VC: We believe that cannabis is truly for all. Trulieve’s Supplier Diversity Initiative … creates accessible pathways for more entrepreneurs to participate in this growing industry—even if they’re not directly touching the plant. There’s an opportunity for nearly every business function, from marketing and software services to cleaning supplies, training, construction, and other ancillary services, to be a part of this community. Ultimately, we believe that our business partners should be as diverse as the communities we operate in.
TL: What obstacles (if any) have you had to overcome that were there simply because of your gender?
VC: While I consider being a mother to three great humans my greatest achievement, I have to admit that it impacted my career. After going on maternity leave three times, I’ve had to prove that I was the same capable and ambitious person I was before. Additionally, it can be tough to see colleagues who were once peers advance beyond where I am today because they did not have to take a “break” from their careers.
TL: Where do you find confidence in your professional life?

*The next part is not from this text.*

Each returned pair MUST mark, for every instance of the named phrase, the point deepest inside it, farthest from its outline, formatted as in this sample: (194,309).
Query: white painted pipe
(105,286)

VC: My confidence in my professional life stems from what my family instilled in me from a very early age. Being encouraged, challenged and celebrated by family is such an integral part of who I am that I just step forward boldly. I carry that experience with me in everything that I do.
TL: Working among a strong executive leadership team at Trulieve, what’s your best piece of advice for those seeking respect among their work peers?
VC: Building credibility is essential regardless of your title. This comes down to delivering on what you promise consistently and ahead of schedule, if possible.